No perky call to arms for the modern feminist
Threatened with rape for campaigning for feminism, journalist Caroline Criado-Perez has the last word
When journalist Caroline Criado-Perez got involved in a campaign to make women more visible on British banknotes in 2013, little did she know what would follow. The campaign's efforts paid off, and Jane Austen will appear on the £10 banknote by 2017.
"But… the men of Twitter had other plans for me," she writes. "The day after the decision was announced, I received my first rape threat. And then another, and another. I was just a woman alone in her flat watching these threats roll in."
Criado-Perez endured a lengthy, highly misogynistic storm of abuse on social media that dark summer, but as she starkly points out in this book, she is one of many who experience such sustained, graphic abuse.
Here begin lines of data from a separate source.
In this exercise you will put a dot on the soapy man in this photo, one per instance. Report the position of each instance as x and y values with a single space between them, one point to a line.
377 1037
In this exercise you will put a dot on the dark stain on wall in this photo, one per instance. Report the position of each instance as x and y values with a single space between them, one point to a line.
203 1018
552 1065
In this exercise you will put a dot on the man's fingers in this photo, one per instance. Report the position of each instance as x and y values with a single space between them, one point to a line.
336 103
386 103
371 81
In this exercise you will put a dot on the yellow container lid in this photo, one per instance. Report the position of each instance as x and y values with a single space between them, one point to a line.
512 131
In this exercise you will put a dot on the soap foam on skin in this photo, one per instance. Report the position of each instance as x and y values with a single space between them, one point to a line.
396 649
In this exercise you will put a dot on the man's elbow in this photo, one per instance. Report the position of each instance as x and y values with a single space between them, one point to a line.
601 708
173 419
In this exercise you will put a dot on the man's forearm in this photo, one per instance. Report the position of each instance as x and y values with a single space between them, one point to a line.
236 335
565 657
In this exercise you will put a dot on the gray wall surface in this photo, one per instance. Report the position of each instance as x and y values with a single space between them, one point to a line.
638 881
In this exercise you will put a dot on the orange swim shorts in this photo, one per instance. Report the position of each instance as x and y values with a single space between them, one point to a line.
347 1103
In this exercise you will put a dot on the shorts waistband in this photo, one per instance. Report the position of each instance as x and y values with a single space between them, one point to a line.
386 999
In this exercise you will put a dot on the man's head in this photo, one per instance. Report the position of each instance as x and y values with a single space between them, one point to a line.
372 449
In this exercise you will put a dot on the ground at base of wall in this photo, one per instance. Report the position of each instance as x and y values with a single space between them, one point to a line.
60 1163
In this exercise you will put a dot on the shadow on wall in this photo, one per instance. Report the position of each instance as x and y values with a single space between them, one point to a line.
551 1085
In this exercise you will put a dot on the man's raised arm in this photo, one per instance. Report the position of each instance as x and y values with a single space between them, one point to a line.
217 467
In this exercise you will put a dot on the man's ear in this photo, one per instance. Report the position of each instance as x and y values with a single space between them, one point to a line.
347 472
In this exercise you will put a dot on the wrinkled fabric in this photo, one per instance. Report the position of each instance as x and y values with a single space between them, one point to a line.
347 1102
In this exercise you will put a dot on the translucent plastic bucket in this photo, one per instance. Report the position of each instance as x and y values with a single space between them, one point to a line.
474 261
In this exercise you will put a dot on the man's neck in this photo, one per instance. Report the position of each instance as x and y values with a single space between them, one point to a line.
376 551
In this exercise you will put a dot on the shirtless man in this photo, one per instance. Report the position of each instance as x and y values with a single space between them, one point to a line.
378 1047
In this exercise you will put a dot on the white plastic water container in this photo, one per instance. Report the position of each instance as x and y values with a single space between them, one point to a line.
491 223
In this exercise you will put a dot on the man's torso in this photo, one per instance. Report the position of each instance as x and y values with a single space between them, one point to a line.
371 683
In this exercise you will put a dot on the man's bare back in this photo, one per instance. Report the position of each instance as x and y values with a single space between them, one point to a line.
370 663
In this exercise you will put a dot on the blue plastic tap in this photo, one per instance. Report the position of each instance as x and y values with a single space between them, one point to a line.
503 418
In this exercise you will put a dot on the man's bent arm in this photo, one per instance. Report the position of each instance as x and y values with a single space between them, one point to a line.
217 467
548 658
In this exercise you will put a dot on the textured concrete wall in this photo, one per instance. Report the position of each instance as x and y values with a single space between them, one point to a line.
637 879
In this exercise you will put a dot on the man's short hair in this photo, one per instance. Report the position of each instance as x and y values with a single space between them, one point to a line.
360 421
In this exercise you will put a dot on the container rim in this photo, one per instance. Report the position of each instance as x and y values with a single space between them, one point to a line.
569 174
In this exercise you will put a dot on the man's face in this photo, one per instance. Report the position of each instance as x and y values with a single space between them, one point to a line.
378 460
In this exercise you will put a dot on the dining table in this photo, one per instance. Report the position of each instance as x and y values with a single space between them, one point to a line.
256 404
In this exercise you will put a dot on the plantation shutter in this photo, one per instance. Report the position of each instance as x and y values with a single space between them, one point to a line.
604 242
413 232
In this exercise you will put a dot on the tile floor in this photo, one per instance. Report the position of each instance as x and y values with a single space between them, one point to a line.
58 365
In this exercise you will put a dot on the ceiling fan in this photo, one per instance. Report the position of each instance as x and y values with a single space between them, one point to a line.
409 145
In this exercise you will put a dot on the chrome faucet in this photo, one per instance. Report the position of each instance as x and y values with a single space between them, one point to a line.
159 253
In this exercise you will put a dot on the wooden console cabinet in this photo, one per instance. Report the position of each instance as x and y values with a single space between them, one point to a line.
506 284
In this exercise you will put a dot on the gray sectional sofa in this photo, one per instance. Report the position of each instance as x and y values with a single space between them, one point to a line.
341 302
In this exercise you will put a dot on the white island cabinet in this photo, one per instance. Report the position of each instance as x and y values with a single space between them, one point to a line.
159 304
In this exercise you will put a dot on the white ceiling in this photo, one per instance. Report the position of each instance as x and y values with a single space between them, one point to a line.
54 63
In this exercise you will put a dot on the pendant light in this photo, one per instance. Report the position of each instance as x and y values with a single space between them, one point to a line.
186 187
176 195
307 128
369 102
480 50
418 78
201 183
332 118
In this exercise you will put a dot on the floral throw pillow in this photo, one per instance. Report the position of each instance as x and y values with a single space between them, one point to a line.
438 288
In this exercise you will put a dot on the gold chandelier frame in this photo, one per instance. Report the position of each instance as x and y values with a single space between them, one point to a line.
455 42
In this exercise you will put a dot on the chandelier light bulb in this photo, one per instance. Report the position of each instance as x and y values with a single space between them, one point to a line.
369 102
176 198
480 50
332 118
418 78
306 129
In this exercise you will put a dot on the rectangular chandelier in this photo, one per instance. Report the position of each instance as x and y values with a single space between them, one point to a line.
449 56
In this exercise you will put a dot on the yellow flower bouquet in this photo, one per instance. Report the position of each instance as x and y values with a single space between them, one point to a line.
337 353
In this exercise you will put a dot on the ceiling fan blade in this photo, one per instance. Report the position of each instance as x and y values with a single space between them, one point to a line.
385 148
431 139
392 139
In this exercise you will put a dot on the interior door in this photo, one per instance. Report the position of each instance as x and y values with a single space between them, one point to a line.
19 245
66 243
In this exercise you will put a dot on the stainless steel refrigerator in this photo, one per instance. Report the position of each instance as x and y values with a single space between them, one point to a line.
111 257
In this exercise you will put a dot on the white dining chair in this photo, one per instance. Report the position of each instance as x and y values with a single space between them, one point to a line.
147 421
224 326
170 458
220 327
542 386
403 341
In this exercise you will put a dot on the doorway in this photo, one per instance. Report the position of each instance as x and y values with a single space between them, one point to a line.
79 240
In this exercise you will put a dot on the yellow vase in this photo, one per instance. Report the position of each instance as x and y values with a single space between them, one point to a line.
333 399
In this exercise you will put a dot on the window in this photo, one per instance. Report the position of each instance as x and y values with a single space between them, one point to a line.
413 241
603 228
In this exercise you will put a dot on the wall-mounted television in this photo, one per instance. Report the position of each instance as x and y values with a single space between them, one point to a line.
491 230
Do it Like a Woman evokes the likes of Laurie Penny's Unspeakable Things, Holly Baxter's The Vagenda and Roxane Gay's Bad Feminist, providing as it does a neat and forensic dissection of modern feminism.
"While the media is awash with venerable old men, it would have us believe that all women over 50 have retreated to the nuclear bunker to protect us from the horror of a woman beyond the first blush of youth," Criado-Perez writes. "There is a very simple explanation for this. Men are fully human individuals. Women, in the words of Virginia Woolf, 'have served all these centuries as looking-glasses possessing the magic and delicious power of reflecting the figure of man at twice its natural size'. Rather than being human ourselves, we are a foil of male humanity. And who wants a wrinkly foil?"
Some latter-day feminist tomes - among them Caitlin Moran's How to be a Woman or Rebecca Solnit's Men Explain Things to Me - approach the topic with a lighter touch. But Do it Like a Woman doesn't make for pretty reading, nor is it meant to.
This is not a perky call to arms for privileged white women raised on the teat of Sex and the City.
In fact, Do it Like a Woman's presentation of the bald truth sometimes makes for a rather dispiriting read. When it comes to true gender equality, women clearly have some way to go.
Yet far from launching a scathing, boiling broadside, Criado-Perez has opted for a different approach. There is plenty of polemic in these pages, but it is couched within the stories and experiences of other women. Using the maxim that doing anything 'like a woman' used to be bandied about as an insult, Criado-Perez reveals those who are doing it just like a woman… and achieving untold amounts of success and acclaim.
And Criado-Perez's honour roll is indeed glittering. We hear of the obstacles - both geographical and social - endured by Antarctic explorer Felicity Ashton, and the casual sexism that followed sports writer Anna Kessel to the workplace every day.
We read of how hard it was for Sara Khan, co-founder of Inspire (a conduit for the voices of British Muslim women) to speak up and keep pushing. We read how, for Russian activists Pussy Riot, being heard and being understood was a hard-won battle.
Criado-Perez's retelling of her own Twitter ordeal merits a few pages, tucked without pomp in the middle of the book.
She acknowledges that being trolled for months drove her to the edge of her sanity, but it becomes clear that, in the overall scheme of things, the event is the mere tip of a huge, very malevolent iceberg.
The tone of Do it Like a Woman, while sobering, is occasionally celebratory. Criado-Perez is having the last word, and it's a very eloquent and powerful one at that. As those who stick their heads above the parapet for the rest of us can attest all too well, it's likely that the online abuse will continue apace. But that's precisely what makes Do it Like a Woman and its ilk so very essential.